Inside, the facility’s décor hews to jock brutalism. Forty feet above us, fluorescent lights hang from metal beams, filling the cavernous room with a stadium’s ice-blue brightness. The atmosphere is warmed only by the sound of classic rock rattling from speakers bolted to the walls. Black netting curtains off a pair of batting cages, where a few stocky teens hack at soft tosses. The floor is covered in green artificial turf studded with five-gallon buckets, around which cluster litters of scuffed baseballs.
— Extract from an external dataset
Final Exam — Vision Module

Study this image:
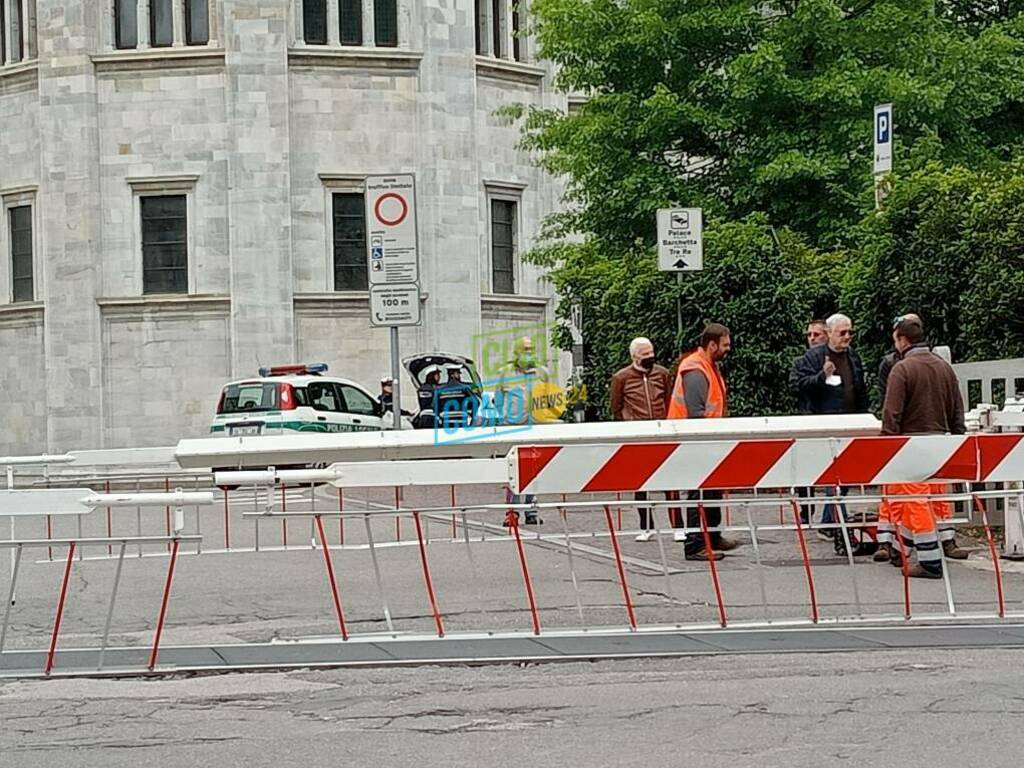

I spot my brother-in-law, Clay, seated with two other men whose buzz cuts and taut expressions would fit in on the bridge of a naval destroyer. They lean forward from metal folding chairs, studying the ritualized movements of their boys. Nearby is a makeshift pitching mound, where I spot Chase moving into his windup: a fluid and compact gathering of 100 pounds of muscle and bone. His pitch sails high, pulling out of his catcher’s crouch a college-aged man in gray sweats. His bottom lip is swollen with tobacco, and he pauses to discharge a brown stream into a soda bottle before offering my nephew a blunt appraisal: “You’re overthrowing again. What happened to your release point?”
Chase cocks his head thoughtfully. “I forgot to reach out with it.”
“Right,” the coach says, demonstrating with his own right hand before returning a dart to Chase’s glove side. “Fix it.”
In his plush suburban home, Chase is a merry prankster. When he was 4, he stood on the carpeted mezzanine, reached his hand between two wooden balusters, and dropped an untidy sock onto the face of my sister, napping on the sofa below. Here, in this Spartan box, Chase’s aim is nearly as true — but he is all business.
We slide in, and the fathers stand to make room for us in the self-consciously gallant way of Southern men. And suddenly I recognize that I am easily the smallest person in the seating area. This includes my wife, who at 6-foot-1 dwarfs me in a way that attracts stares in public.
Out of the corner of my eye, I track a wide throw that tips off Chase’s glove and bounces once on its way toward our congregated shins. I bend and manage to spear it with my right hand.
One father draws out a whistle through his teeth.
“Once a second baseman, always a second baseman,” Clay says.
I toss the ball back to Chase, who registers the deed — and our presence — with a stoic little nod.
“College ball?” asks the other father.
Before I can laugh, say “no,” and explain that this catch had been the most graceful maneuver I’d accomplished in 20 years — indeed, I’d just tweaked my back and would require, this evening, a liberal application of Tiger Balm — Clay jumps in.
“This guy played in the Little League World Series!”